Джанабаев встал и пошел через плац к штабу 47-й дивизии. Еще есть время и я должен успеть, думал капитан. В отделе разведки никого не было, и из-за двери смежной комнаты – кабинета Щетинина доносились голоса. Джанабаев сел за стол, положил перед собой лист бумаги и принялся писать рапорт. Длинновато, подумал он, когда закончил, но чем подробней, тем лучше. Они обязаны считаться с моим мнением, я это заслужил. У меня два ранения и четыре года закордонной работы, а это что-нибудь да значит.
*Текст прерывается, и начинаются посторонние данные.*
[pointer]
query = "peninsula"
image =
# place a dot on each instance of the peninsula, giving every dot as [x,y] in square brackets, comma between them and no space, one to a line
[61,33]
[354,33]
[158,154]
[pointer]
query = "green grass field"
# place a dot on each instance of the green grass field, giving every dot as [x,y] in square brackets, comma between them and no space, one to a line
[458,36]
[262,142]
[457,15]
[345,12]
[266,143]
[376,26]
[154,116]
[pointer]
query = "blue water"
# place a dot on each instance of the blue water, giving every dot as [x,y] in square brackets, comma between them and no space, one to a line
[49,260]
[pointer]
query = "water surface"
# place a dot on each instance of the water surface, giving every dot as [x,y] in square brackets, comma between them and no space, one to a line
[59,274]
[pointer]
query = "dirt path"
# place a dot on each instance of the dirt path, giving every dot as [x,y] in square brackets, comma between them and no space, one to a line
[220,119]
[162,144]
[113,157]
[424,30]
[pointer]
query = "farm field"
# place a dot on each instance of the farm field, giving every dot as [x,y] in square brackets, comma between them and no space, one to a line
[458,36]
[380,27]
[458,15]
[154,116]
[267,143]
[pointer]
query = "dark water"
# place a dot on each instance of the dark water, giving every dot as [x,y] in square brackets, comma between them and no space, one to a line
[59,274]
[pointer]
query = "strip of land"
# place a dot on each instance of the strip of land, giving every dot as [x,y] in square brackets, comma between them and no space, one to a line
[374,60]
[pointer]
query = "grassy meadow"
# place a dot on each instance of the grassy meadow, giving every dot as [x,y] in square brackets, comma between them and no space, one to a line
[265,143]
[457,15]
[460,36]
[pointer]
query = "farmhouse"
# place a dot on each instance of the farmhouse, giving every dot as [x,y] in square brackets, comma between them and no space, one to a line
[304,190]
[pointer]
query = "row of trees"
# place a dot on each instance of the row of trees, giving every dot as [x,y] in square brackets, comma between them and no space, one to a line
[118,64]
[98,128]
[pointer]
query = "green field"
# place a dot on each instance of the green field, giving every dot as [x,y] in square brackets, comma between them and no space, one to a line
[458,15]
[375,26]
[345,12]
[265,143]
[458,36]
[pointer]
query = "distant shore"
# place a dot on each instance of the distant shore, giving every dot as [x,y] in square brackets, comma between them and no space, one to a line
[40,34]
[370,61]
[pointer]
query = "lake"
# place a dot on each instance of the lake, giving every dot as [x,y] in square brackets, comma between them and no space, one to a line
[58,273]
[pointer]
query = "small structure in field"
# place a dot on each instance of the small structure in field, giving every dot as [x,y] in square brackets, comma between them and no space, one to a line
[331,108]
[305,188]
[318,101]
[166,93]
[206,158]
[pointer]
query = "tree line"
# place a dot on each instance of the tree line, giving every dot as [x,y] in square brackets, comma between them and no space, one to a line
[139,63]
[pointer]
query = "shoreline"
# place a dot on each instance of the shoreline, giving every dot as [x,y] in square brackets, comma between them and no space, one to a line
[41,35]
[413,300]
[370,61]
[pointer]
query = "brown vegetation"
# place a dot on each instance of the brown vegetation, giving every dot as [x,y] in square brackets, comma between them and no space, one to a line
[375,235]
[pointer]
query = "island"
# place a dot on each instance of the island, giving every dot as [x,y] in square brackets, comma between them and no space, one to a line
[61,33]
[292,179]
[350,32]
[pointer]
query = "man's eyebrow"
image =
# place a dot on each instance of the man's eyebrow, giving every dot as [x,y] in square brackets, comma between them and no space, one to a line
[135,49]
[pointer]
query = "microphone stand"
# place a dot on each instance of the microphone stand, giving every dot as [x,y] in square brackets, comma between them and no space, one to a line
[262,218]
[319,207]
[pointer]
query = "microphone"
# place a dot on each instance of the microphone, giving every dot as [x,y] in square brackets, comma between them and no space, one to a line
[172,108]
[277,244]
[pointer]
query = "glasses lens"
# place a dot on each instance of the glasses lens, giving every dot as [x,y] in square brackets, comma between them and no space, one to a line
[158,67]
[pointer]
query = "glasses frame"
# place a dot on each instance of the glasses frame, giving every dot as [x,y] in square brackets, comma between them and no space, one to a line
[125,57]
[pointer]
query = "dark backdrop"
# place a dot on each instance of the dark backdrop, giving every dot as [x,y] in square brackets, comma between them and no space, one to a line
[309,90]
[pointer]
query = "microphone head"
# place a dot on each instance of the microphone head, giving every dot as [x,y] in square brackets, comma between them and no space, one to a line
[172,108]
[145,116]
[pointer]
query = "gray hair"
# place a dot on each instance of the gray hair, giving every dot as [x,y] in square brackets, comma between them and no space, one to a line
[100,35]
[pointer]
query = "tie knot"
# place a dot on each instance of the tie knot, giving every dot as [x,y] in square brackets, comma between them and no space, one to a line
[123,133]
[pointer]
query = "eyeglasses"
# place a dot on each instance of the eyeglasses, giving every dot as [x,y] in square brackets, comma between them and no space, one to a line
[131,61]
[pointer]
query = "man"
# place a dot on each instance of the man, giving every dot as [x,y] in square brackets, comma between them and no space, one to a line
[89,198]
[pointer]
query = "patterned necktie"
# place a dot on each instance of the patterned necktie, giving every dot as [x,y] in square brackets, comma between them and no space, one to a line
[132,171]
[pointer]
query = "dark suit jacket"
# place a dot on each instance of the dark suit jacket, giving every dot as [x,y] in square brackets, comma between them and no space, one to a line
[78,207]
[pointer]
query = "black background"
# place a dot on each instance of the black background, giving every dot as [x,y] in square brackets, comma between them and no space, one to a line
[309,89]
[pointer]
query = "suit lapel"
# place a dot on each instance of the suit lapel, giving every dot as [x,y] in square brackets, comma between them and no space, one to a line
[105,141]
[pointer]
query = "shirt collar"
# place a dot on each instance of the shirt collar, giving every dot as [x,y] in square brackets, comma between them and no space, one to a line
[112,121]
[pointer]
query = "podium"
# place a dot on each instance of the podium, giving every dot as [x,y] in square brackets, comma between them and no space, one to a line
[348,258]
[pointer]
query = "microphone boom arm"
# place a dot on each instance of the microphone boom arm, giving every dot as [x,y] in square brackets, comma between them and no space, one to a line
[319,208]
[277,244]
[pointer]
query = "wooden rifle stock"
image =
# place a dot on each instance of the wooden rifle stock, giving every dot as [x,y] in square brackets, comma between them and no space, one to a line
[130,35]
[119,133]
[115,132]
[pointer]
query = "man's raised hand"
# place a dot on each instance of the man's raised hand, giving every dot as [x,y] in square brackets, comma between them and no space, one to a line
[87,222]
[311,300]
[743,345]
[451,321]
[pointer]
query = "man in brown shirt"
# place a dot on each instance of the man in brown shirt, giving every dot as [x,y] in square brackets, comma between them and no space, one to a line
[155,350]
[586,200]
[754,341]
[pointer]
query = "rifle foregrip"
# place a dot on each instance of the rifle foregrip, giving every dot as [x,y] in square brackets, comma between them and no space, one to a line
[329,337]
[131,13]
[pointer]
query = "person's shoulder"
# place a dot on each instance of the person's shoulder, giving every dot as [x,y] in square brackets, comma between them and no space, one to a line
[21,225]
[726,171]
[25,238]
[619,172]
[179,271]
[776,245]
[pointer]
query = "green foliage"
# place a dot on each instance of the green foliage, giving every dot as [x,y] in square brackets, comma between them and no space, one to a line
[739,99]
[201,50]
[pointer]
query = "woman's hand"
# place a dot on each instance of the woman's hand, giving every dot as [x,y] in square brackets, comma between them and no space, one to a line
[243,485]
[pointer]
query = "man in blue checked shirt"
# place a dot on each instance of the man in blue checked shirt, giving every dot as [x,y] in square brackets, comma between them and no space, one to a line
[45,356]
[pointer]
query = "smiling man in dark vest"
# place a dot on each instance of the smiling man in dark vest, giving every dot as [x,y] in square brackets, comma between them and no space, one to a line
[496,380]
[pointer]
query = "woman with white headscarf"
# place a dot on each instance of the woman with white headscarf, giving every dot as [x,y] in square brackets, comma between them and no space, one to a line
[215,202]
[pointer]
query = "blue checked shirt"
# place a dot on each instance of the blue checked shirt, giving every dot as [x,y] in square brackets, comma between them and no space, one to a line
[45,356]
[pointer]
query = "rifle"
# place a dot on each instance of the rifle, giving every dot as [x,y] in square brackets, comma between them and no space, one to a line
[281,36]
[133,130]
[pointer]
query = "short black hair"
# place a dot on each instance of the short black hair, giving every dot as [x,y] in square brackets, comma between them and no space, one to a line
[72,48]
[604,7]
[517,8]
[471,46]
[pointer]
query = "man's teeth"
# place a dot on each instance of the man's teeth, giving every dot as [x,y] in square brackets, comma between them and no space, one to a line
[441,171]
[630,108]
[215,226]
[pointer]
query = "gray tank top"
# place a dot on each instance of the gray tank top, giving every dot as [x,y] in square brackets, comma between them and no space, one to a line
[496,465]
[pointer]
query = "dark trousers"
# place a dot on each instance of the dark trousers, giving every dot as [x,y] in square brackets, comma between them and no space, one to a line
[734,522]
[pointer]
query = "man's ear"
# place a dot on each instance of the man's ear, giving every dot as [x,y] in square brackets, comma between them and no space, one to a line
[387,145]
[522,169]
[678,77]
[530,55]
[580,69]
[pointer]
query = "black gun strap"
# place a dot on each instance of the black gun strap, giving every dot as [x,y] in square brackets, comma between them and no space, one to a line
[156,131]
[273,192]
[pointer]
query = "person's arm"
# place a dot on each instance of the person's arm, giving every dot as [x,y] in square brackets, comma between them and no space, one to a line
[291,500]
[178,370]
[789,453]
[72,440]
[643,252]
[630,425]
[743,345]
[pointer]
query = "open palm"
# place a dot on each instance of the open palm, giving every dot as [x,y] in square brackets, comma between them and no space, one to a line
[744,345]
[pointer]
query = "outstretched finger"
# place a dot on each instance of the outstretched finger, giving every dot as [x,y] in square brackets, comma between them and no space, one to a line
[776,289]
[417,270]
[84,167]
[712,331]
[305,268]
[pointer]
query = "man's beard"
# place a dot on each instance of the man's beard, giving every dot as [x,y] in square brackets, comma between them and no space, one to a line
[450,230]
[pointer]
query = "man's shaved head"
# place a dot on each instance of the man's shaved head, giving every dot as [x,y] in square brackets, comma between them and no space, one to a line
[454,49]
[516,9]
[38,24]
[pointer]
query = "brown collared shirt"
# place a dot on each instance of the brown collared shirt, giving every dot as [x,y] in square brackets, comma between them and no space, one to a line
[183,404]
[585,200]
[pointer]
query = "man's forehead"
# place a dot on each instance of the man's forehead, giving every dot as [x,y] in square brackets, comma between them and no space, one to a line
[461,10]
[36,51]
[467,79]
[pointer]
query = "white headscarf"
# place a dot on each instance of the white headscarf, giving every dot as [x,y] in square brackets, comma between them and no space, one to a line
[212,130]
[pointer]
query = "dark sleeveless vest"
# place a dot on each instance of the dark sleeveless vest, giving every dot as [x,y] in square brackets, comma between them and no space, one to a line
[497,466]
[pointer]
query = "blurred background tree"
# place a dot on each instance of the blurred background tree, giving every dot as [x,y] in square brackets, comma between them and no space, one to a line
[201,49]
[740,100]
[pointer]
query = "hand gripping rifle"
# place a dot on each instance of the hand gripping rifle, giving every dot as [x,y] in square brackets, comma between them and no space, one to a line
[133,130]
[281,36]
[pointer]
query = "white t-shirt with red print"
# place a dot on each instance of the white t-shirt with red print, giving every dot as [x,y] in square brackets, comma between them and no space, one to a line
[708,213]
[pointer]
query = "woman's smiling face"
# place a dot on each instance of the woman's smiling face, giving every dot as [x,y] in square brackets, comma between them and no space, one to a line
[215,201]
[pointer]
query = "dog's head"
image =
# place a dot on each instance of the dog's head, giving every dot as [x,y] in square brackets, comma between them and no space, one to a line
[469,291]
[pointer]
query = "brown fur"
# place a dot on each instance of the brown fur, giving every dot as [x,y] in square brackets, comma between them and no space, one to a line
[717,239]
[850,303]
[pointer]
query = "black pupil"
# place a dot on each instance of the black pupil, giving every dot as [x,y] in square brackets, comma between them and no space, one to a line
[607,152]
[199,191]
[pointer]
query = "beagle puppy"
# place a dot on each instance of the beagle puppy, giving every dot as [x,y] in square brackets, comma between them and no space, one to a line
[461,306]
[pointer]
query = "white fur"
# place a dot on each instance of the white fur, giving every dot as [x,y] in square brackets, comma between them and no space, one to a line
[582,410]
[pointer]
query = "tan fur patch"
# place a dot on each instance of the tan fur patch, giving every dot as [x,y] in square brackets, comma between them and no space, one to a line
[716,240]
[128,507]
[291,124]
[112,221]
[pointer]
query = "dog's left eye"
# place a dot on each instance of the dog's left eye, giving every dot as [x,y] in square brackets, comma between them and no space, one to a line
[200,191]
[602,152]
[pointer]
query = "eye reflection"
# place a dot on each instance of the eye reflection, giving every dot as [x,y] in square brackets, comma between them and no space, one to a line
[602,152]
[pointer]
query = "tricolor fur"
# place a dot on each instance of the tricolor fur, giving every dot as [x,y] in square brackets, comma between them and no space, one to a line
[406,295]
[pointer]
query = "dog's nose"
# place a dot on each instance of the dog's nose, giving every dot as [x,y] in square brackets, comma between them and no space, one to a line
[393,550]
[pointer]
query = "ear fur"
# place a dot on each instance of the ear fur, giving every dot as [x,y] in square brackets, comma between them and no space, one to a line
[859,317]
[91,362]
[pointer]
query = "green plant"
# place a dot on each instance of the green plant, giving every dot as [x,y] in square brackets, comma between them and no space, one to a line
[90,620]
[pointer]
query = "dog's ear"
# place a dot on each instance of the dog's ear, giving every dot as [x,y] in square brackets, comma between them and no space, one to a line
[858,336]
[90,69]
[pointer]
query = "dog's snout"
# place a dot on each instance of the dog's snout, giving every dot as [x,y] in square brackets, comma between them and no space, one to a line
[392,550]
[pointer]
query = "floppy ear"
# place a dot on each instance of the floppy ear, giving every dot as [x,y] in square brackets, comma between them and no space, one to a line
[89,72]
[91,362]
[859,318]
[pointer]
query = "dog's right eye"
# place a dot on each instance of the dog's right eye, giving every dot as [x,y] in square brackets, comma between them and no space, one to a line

Он положил донесение в кожаный командирский планшет и вышел.
Глава 19
Майор Студеникин закрыл за собой дверь и прошел к своему столу. Он положил перед собой портфель. Тот портфель был хорош, подумал он. Тот портфель, в котором была бомба, был добротной кожи. Надо было оставить его себе. Бомбу, которая была в том солидном портфеле, обезвредил мой старшина. Со своей девчонкой. А все-таки она хорошо пела. Везет ему на женщин. А что ты хотел, какой солдат, такие и женщины. И теперь он хочет стереть в порошок моего старшину. Сука кабинетная. Кабинетная, тыловая сволочь. Где ты был в сорок первом? В сорок первом ты был сопливым капитанишкой, в сшитом на заказ полушерстяном кителе. Пил коньяк и хватал в Москве потаскушек за жирные ляжки. А мы оставили Брест, а потом Кобрин. Заняли оборону у станции Береза, у реки Ясельда.